Is your family secretly stealing your inheritance? Learn how to protect what’s rightfully yours!

If you have money, property, or other things to leave behind when you die—or if you expect to inherit something from a relative—you want to make sure everything is given out the right way.

Sometimes, family arguments can make things messy or even stop the inheritance from being shared as planned. This can lead to something called “inheritance theft” or “inheritance hijacking.” In some cases, it could even be a crime.

But what is inheritance theft, and how can you protect your money?

What is inheritance hijacking?

Inheritance theft can happen in many ways:

  • Stealing, destroying, or faking trust or will documents.
  • Pressuring or tricking someone to change their will or trust.
  • Taking, hiding, or using estate assets for personal gain.
  • Misusing power of attorney to control someone’s money.
  • Charging too much for executor or trustee services.
  • Marrying someone just to get their inheritance.

While professionals involved in estate planning can commit inheritance theft, it is more common within families or among close caregivers. One common trick is emotional manipulation. This might mean a family member tries to get close to someone by doing favors, just to gain access to their assets. Family members might also say bad things about each other to convince the person to change who gets the inheritance.

Stealing money or property from an older person or faking financial documents is considered elder abuse.

How to protect your assets from hijacking

Start planning your estate early, and get help from a lawyer who knows a lot about this kind of work.

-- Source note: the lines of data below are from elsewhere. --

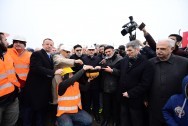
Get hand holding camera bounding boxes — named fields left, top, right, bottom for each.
left=121, top=16, right=146, bottom=41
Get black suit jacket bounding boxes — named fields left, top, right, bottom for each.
left=22, top=49, right=55, bottom=110
left=115, top=55, right=154, bottom=108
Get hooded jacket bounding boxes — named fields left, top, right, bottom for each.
left=162, top=75, right=188, bottom=126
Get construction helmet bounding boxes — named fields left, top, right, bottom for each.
left=61, top=67, right=74, bottom=76
left=86, top=69, right=99, bottom=78
left=13, top=35, right=26, bottom=42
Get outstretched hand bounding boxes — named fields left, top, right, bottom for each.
left=55, top=69, right=63, bottom=75
left=83, top=65, right=94, bottom=71
left=75, top=59, right=83, bottom=65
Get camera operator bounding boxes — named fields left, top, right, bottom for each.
left=141, top=28, right=188, bottom=58
left=138, top=40, right=156, bottom=59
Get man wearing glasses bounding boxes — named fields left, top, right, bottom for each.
left=70, top=44, right=86, bottom=73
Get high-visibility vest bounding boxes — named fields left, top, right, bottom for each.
left=0, top=53, right=20, bottom=97
left=56, top=82, right=82, bottom=117
left=7, top=48, right=31, bottom=81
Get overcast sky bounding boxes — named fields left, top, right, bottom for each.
left=0, top=0, right=188, bottom=49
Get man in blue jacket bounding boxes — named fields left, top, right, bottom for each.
left=162, top=75, right=188, bottom=126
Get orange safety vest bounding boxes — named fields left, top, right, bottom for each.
left=7, top=48, right=31, bottom=81
left=56, top=82, right=82, bottom=117
left=0, top=53, right=20, bottom=97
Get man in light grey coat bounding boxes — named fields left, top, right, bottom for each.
left=52, top=44, right=83, bottom=104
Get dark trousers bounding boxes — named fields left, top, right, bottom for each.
left=120, top=102, right=144, bottom=126
left=81, top=89, right=100, bottom=115
left=21, top=106, right=47, bottom=126
left=21, top=104, right=57, bottom=126
left=149, top=114, right=167, bottom=126
left=102, top=92, right=120, bottom=123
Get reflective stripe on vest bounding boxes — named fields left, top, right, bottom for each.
left=0, top=82, right=15, bottom=97
left=0, top=82, right=13, bottom=90
left=58, top=106, right=77, bottom=111
left=57, top=82, right=82, bottom=116
left=17, top=73, right=27, bottom=77
left=0, top=69, right=15, bottom=79
left=0, top=52, right=20, bottom=89
left=58, top=94, right=81, bottom=101
left=0, top=73, right=7, bottom=79
left=7, top=48, right=31, bottom=82
left=58, top=102, right=81, bottom=111
left=7, top=69, right=15, bottom=75
left=14, top=64, right=29, bottom=69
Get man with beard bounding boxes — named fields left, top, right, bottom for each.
left=97, top=44, right=106, bottom=61
left=69, top=44, right=85, bottom=72
left=0, top=32, right=21, bottom=126
left=100, top=45, right=123, bottom=126
left=168, top=34, right=188, bottom=57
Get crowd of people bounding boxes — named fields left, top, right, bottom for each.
left=0, top=28, right=188, bottom=126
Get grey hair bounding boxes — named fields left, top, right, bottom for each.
left=57, top=43, right=64, bottom=52
left=0, top=32, right=4, bottom=42
left=157, top=39, right=176, bottom=48
left=126, top=40, right=140, bottom=49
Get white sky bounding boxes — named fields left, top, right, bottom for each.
left=0, top=0, right=188, bottom=49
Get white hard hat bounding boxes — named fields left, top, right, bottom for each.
left=13, top=35, right=26, bottom=42
left=59, top=45, right=72, bottom=52
left=87, top=45, right=95, bottom=50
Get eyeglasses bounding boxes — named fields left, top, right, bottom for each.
left=63, top=50, right=70, bottom=53
left=75, top=49, right=82, bottom=52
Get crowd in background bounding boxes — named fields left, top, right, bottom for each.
left=0, top=27, right=188, bottom=126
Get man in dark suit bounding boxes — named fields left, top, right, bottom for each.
left=21, top=38, right=62, bottom=126
left=113, top=40, right=154, bottom=126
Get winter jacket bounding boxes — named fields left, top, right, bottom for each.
left=162, top=75, right=188, bottom=126
left=101, top=53, right=122, bottom=93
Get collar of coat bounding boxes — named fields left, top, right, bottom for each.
left=154, top=54, right=174, bottom=64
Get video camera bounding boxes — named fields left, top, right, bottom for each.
left=121, top=16, right=145, bottom=41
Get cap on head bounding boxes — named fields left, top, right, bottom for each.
left=61, top=67, right=74, bottom=76
left=104, top=45, right=114, bottom=51
left=59, top=45, right=72, bottom=52
left=73, top=44, right=82, bottom=50
left=12, top=35, right=27, bottom=46
left=169, top=34, right=182, bottom=42
left=87, top=45, right=95, bottom=50
left=13, top=35, right=26, bottom=42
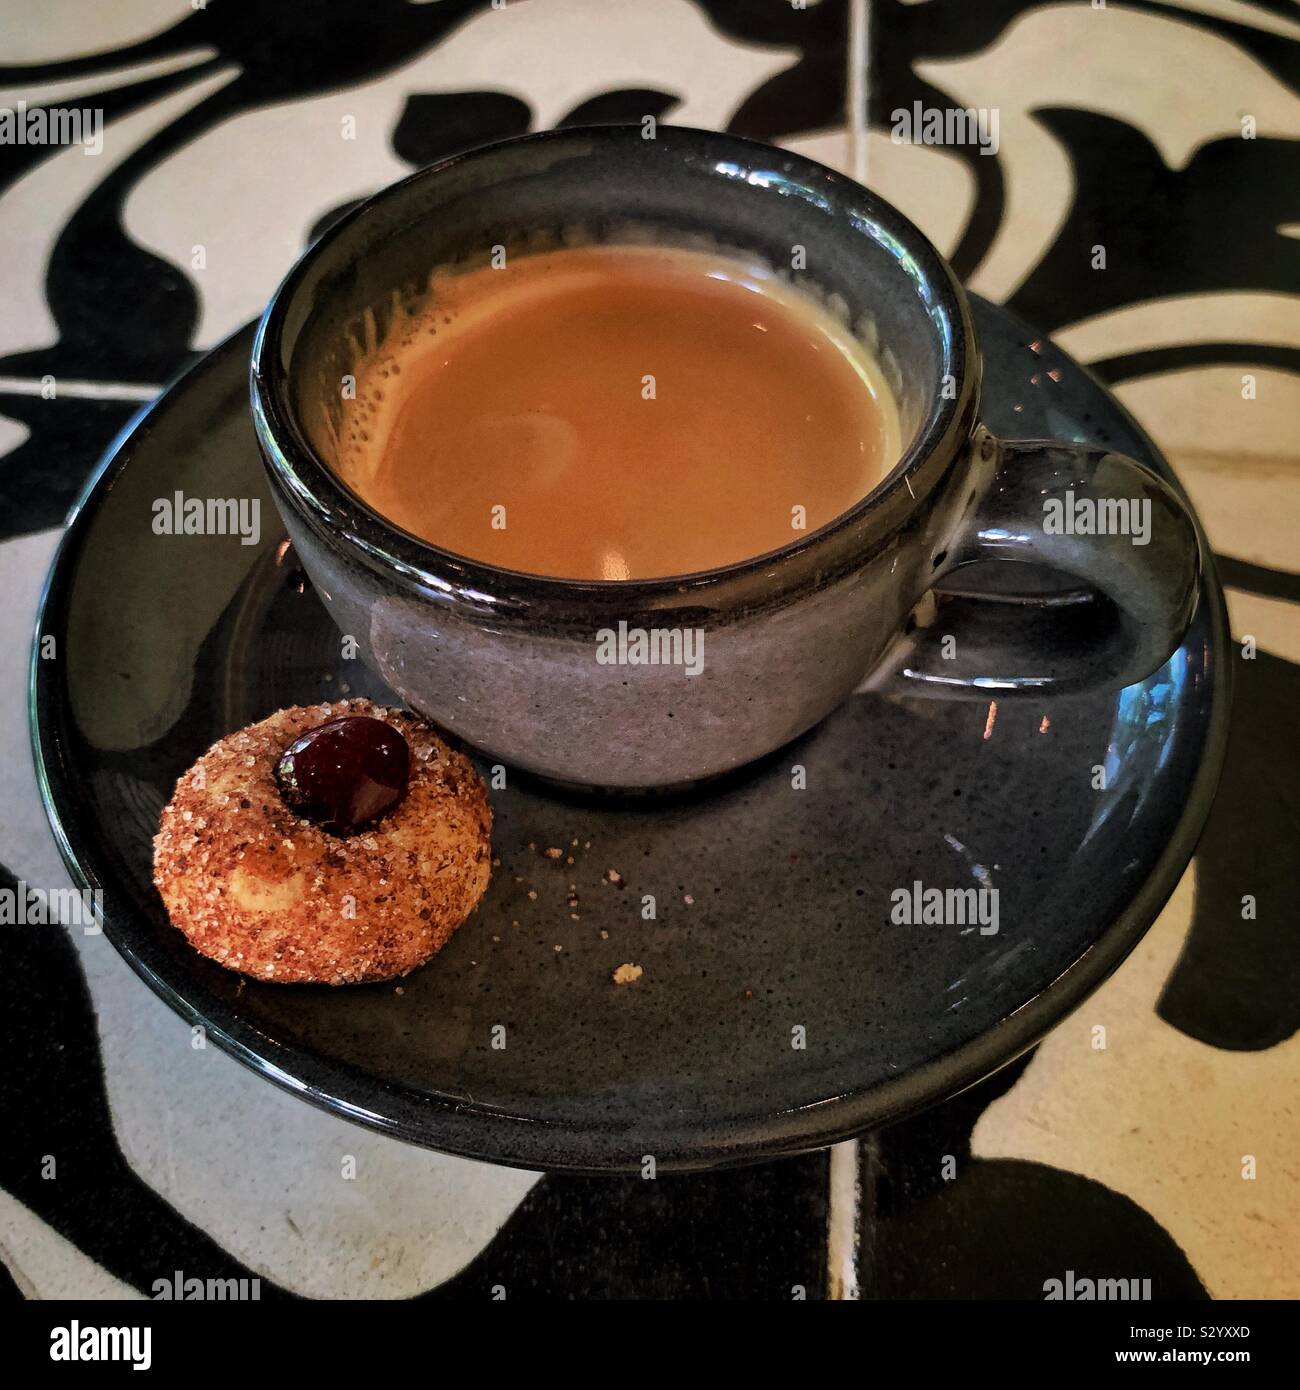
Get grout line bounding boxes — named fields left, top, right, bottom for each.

A good lawyer can help you create a strong estate plan. Keep detailed records about your estate, and make sure to talk openly with your family about your wishes.

You might also think about giving out some of your assets early, says Jason Porter, a senior investment manager at Scottish Heritage SG. This can help make sure your assets go where you want them to. But before you do, talk to a tax expert to understand how big gifts could affect your taxes.

Since family members are more likely than professionals to use emotional tricks to change your plans, hiring legal and financial experts is one of the best ways to protect your estate. You could also name more than one executor to help ensure your assets are shared the way you want.

How to protect your inheritance

Imagine you’re an heir, and you want to follow your relative’s wishes and follow the law. Be on the lookout for family members acting strangely or suddenly getting close to a relative they’ve often argued with.

Financial abuse—like misusing or mishandling money—can be hard to notice. Warning signs include sudden changes in bank activity, large or unexplained withdrawals, asset transfers, or unpaid bills.

The laws about inheritance theft and the penalties for breaking them are different in each state. If you think someone is stealing or misusing assets, talk to an estate planning lawyer or a forensic accountant for help. You can also report elder abuse to your state’s agency.